Il fenomeno atmosferico, caratterizzato da una violenta grandinata, aveva investito diverse zone del Teramano causando conseguenze su fabbricati, mezzi, strutture produttive e attività locali. Una situazione che, secondo l’associazione di categoria, richiede ora risposte concrete per evitare che i costi restino interamente a carico di imprese e famiglie.

La richiesta alle istituzioni dopo i danni di luglio

Secondo la Cna, la ricognizione avviata dopo l’evento conferma la gravità dell’impatto registrato sul territorio. Per questo l’associazione chiede agli enti locali e in particolare alla Regione Abruzzo di sostenere con decisione l’iter necessario verso il Governo nazionale, così da arrivare alla dichiarazione dello stato di calamità.

L’obiettivo è aprire la strada a misure straordinarie capaci di offrire un sostegno reale alle aziende colpite. Il tema riguarda da vicino anche il tessuto economico della costa teramana e dei centri dell’entroterra, dove molte attività stanno ancora facendo i conti con riparazioni, danni alle attrezzature e rallentamenti del lavoro.

Un problema che tocca il sistema produttivo locale

Il richiamo dell’associazione artigiana non riguarda solo singoli episodi, ma l’intero equilibrio economico di un’area vasta. In provincia di Teramo, infatti, anche eventi meteo concentrati in poche ore possono avere effetti immediati su laboratori, negozi, capannoni, magazzini e mezzi utilizzati per l’attività quotidiana.

La mancanza di risposte tempestive, viene evidenziato, rischia di aggravare ulteriormente una fase già complessa per molte piccole e medie imprese. In territori come Giulianova e nei comuni vicini, il tema della tenuta del sistema produttivo resta particolarmente sentito, soprattutto quando i danni si sommano ai costi ordinari di gestione e alle difficoltà legate alla continuità del lavoro.

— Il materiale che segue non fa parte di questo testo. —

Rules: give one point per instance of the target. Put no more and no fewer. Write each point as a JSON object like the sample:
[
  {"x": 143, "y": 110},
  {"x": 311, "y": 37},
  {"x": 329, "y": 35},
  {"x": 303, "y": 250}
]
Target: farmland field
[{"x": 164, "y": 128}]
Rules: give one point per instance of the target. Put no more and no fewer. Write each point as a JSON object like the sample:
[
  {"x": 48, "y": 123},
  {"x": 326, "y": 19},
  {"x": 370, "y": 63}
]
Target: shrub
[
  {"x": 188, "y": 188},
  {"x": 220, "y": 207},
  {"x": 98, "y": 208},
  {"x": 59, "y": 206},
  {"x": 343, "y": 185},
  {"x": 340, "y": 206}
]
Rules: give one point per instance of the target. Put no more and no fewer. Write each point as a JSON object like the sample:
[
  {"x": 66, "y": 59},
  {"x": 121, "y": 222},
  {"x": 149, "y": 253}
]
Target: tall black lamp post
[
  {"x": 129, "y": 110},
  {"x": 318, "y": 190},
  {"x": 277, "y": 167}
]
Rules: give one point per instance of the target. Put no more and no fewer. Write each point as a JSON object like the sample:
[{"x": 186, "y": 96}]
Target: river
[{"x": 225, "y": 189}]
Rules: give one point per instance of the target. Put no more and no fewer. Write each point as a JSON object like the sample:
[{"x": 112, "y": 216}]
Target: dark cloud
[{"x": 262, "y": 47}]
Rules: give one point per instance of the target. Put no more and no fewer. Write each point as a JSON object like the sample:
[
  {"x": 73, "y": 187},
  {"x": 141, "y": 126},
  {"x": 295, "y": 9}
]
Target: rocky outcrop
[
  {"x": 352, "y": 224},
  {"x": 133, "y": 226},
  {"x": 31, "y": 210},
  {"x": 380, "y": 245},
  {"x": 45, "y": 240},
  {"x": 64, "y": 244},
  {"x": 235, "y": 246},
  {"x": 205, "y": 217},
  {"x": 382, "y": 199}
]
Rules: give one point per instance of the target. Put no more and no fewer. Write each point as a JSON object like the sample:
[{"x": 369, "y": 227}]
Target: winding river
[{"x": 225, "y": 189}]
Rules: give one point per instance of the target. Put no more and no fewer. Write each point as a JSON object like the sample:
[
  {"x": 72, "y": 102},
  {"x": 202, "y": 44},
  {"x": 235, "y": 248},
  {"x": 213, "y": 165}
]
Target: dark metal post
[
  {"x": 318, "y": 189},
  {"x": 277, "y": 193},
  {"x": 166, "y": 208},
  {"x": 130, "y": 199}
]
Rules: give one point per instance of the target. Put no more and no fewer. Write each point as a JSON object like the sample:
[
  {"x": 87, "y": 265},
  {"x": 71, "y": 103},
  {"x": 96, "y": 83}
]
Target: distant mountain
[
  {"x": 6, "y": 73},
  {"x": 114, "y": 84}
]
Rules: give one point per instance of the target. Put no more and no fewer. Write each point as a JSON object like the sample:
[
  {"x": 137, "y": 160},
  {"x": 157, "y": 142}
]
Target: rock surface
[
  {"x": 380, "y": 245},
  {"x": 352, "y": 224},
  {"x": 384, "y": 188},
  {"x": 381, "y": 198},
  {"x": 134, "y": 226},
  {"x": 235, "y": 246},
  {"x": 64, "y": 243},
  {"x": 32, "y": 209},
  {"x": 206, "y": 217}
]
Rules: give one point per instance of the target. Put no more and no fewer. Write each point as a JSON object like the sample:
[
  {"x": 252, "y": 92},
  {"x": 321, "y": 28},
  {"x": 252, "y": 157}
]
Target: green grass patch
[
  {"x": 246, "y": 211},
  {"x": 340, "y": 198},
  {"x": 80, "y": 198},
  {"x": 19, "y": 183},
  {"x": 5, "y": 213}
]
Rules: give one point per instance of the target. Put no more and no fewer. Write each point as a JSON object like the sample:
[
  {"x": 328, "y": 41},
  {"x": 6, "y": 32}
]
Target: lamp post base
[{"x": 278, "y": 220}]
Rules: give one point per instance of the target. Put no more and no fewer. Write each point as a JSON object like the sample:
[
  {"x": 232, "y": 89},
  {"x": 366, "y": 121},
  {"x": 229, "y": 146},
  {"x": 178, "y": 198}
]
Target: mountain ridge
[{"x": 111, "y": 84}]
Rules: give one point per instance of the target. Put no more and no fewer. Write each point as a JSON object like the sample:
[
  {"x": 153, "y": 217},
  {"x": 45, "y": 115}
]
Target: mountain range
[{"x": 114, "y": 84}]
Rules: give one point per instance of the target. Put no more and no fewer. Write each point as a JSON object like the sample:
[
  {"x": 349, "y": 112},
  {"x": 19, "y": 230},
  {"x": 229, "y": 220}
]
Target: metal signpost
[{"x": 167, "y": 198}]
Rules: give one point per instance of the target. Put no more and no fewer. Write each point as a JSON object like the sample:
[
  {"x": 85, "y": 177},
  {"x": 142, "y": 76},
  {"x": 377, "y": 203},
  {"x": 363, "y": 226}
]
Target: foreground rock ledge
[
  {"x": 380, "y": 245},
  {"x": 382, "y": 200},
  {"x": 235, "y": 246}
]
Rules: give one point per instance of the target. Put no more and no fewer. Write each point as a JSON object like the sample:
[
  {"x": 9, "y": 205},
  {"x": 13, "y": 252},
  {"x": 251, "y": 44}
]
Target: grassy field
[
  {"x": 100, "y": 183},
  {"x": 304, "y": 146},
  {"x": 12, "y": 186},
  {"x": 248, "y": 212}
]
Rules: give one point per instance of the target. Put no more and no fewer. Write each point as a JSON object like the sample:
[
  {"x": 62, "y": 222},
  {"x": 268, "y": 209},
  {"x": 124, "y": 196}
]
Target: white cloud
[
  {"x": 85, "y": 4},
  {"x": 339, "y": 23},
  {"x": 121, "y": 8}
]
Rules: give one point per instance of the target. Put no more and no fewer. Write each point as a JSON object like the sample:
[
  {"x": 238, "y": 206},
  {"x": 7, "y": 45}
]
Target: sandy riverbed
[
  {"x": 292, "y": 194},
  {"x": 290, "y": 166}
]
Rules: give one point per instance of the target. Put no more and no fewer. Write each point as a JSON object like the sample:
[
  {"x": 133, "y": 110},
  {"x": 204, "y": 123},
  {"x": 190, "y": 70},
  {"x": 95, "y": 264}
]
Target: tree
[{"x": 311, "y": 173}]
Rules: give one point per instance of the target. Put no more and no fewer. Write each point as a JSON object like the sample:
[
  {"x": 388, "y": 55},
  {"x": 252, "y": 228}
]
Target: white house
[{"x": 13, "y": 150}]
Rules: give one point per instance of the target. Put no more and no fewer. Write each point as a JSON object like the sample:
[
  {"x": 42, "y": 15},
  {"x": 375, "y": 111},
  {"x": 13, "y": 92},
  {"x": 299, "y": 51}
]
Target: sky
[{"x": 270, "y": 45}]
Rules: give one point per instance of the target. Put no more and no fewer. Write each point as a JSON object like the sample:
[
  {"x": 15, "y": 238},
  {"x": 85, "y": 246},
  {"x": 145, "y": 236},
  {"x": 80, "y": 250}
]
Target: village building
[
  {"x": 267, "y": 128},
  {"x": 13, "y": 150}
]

La sollecitazione della Cna

La Cna torna quindi a chiedere un’assunzione di responsabilità da parte delle istituzioni, affinché la procedura non subisca ulteriori rallentamenti. Il punto centrale è trasformare la stima dei danni in un’azione amministrativa concreta, capace di attivare strumenti di supporto per il territorio teramano.

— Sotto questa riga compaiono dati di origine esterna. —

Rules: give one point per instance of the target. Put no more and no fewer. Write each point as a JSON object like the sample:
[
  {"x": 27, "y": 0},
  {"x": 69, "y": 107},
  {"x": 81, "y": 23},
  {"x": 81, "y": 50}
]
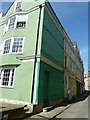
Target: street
[{"x": 79, "y": 109}]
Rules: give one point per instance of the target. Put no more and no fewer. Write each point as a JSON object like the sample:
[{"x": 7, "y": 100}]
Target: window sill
[{"x": 7, "y": 87}]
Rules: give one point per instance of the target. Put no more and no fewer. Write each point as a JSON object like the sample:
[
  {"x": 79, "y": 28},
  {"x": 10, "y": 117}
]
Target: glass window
[
  {"x": 13, "y": 45},
  {"x": 18, "y": 6},
  {"x": 17, "y": 45},
  {"x": 12, "y": 22},
  {"x": 7, "y": 46}
]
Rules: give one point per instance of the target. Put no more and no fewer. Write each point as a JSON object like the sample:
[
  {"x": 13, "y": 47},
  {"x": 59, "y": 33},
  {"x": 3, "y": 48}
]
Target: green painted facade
[{"x": 36, "y": 81}]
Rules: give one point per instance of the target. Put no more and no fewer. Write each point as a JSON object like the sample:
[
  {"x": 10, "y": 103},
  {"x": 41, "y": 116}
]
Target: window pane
[
  {"x": 7, "y": 79},
  {"x": 17, "y": 45},
  {"x": 12, "y": 22},
  {"x": 7, "y": 46},
  {"x": 12, "y": 77},
  {"x": 0, "y": 74}
]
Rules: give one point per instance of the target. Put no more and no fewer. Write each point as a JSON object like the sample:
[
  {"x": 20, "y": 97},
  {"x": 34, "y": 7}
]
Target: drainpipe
[{"x": 37, "y": 38}]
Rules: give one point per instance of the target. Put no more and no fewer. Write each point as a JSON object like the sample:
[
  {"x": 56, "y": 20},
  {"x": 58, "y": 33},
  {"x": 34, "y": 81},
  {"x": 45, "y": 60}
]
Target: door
[{"x": 46, "y": 87}]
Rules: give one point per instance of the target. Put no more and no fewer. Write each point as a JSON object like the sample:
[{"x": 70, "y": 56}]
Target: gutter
[{"x": 40, "y": 6}]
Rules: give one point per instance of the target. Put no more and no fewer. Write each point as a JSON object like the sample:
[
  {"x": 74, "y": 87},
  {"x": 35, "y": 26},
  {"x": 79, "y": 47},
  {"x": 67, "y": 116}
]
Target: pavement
[{"x": 58, "y": 110}]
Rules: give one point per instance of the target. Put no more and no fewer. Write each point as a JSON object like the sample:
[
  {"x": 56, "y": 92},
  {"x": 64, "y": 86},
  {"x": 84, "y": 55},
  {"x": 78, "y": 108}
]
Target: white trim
[
  {"x": 11, "y": 46},
  {"x": 16, "y": 5},
  {"x": 9, "y": 82}
]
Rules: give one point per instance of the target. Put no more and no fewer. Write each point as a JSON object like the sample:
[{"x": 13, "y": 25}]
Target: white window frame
[
  {"x": 9, "y": 83},
  {"x": 22, "y": 46},
  {"x": 4, "y": 45},
  {"x": 16, "y": 6},
  {"x": 9, "y": 22},
  {"x": 11, "y": 46},
  {"x": 6, "y": 26}
]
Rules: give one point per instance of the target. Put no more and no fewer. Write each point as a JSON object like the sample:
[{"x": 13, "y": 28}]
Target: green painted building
[{"x": 31, "y": 54}]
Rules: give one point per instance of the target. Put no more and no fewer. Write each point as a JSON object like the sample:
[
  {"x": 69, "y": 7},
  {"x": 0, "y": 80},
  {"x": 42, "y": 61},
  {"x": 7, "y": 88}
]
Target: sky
[{"x": 74, "y": 18}]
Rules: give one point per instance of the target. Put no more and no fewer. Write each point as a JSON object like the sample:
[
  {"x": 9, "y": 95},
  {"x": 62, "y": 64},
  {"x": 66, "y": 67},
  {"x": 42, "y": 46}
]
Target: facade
[
  {"x": 87, "y": 82},
  {"x": 37, "y": 59},
  {"x": 69, "y": 71},
  {"x": 79, "y": 70}
]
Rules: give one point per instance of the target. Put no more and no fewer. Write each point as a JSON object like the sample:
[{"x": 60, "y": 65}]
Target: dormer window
[
  {"x": 18, "y": 6},
  {"x": 21, "y": 21}
]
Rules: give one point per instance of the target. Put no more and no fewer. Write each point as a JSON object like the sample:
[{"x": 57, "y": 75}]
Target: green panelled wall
[
  {"x": 23, "y": 80},
  {"x": 22, "y": 84},
  {"x": 51, "y": 83},
  {"x": 51, "y": 86}
]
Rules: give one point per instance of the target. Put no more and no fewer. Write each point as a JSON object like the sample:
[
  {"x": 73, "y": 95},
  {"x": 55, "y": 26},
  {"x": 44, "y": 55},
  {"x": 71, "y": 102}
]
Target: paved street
[{"x": 78, "y": 109}]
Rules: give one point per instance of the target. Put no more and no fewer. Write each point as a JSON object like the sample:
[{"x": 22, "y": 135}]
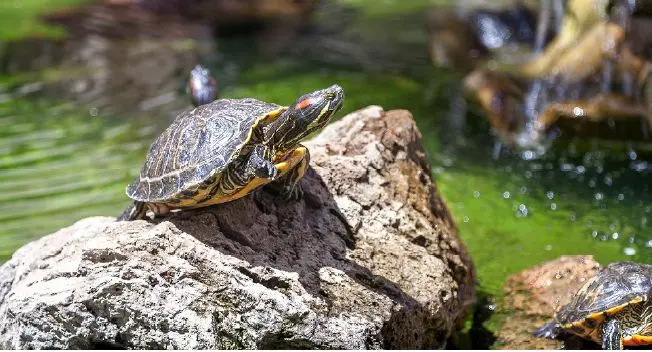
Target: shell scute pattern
[
  {"x": 199, "y": 144},
  {"x": 606, "y": 293}
]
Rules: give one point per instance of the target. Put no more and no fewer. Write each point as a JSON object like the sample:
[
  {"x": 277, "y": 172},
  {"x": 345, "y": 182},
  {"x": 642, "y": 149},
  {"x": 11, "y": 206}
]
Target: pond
[{"x": 77, "y": 117}]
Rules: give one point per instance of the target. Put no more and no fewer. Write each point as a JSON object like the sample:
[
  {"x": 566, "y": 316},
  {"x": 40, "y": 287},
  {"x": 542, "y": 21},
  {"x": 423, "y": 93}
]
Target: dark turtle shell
[
  {"x": 198, "y": 145},
  {"x": 615, "y": 286}
]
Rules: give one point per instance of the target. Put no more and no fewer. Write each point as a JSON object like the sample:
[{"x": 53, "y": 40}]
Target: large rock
[
  {"x": 369, "y": 258},
  {"x": 533, "y": 295}
]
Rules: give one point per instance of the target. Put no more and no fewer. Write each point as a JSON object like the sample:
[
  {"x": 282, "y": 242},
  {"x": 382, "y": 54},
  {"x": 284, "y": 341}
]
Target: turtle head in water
[
  {"x": 201, "y": 87},
  {"x": 311, "y": 112}
]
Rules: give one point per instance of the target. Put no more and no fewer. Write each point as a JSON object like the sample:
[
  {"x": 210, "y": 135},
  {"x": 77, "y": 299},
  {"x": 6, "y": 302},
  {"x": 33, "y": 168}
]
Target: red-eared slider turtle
[
  {"x": 201, "y": 87},
  {"x": 221, "y": 151},
  {"x": 613, "y": 308}
]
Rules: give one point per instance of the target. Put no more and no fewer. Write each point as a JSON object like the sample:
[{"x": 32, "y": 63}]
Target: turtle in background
[
  {"x": 614, "y": 308},
  {"x": 201, "y": 86},
  {"x": 221, "y": 151}
]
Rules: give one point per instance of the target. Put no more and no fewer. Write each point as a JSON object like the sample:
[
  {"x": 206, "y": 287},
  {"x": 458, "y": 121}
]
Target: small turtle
[
  {"x": 221, "y": 151},
  {"x": 613, "y": 308},
  {"x": 201, "y": 87}
]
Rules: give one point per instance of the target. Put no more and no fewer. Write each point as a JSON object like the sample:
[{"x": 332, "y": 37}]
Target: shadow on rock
[{"x": 296, "y": 236}]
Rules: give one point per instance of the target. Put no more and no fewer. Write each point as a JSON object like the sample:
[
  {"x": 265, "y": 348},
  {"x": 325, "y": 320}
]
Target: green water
[{"x": 63, "y": 159}]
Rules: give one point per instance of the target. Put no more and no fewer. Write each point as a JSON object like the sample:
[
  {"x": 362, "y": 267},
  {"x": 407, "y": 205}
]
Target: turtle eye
[{"x": 305, "y": 103}]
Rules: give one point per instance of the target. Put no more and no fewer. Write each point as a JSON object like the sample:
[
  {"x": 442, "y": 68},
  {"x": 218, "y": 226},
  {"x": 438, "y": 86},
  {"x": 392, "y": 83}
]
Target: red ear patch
[{"x": 305, "y": 103}]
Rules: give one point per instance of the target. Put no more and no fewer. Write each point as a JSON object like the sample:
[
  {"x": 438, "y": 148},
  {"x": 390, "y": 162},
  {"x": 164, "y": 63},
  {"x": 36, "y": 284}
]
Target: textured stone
[{"x": 369, "y": 258}]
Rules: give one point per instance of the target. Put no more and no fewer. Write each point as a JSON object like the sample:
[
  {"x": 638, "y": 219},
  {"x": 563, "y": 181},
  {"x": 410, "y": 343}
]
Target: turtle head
[
  {"x": 311, "y": 112},
  {"x": 201, "y": 86}
]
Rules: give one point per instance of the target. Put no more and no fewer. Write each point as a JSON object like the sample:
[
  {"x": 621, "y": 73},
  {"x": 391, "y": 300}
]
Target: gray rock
[{"x": 369, "y": 258}]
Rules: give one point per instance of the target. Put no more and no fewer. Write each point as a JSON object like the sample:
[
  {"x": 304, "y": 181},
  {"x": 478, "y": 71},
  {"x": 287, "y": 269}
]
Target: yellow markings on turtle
[
  {"x": 291, "y": 160},
  {"x": 287, "y": 163},
  {"x": 637, "y": 340},
  {"x": 616, "y": 309}
]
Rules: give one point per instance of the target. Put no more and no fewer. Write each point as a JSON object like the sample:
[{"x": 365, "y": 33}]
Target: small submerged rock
[
  {"x": 533, "y": 295},
  {"x": 370, "y": 258}
]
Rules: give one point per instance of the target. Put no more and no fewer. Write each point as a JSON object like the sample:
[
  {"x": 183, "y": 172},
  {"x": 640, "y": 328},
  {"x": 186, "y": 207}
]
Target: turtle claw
[{"x": 550, "y": 330}]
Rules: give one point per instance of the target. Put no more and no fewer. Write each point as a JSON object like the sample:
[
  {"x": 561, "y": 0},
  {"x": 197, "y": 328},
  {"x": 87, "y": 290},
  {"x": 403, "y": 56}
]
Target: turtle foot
[{"x": 548, "y": 331}]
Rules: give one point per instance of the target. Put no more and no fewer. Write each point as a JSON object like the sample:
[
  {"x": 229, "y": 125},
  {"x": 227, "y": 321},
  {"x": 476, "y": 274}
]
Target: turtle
[
  {"x": 201, "y": 86},
  {"x": 614, "y": 308},
  {"x": 221, "y": 151}
]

La grandinata di metà luglio, per intensità ed estensione, viene indicata come un evento eccezionale che ha lasciato segni evidenti in più zone della provincia. Da qui la richiesta di un intervento coordinato che consenta a imprese e cittadini di non restare senza tutele.

In attesa di sviluppi, resta alta l’attenzione sul percorso istituzionale che dovrà portare eventuali aiuti. Per molte attività del Teramano il riconoscimento dello stato di calamità rappresenta il passaggio decisivo per affrontare una fase di recupero che, a distanza di settimane, è ancora aperta.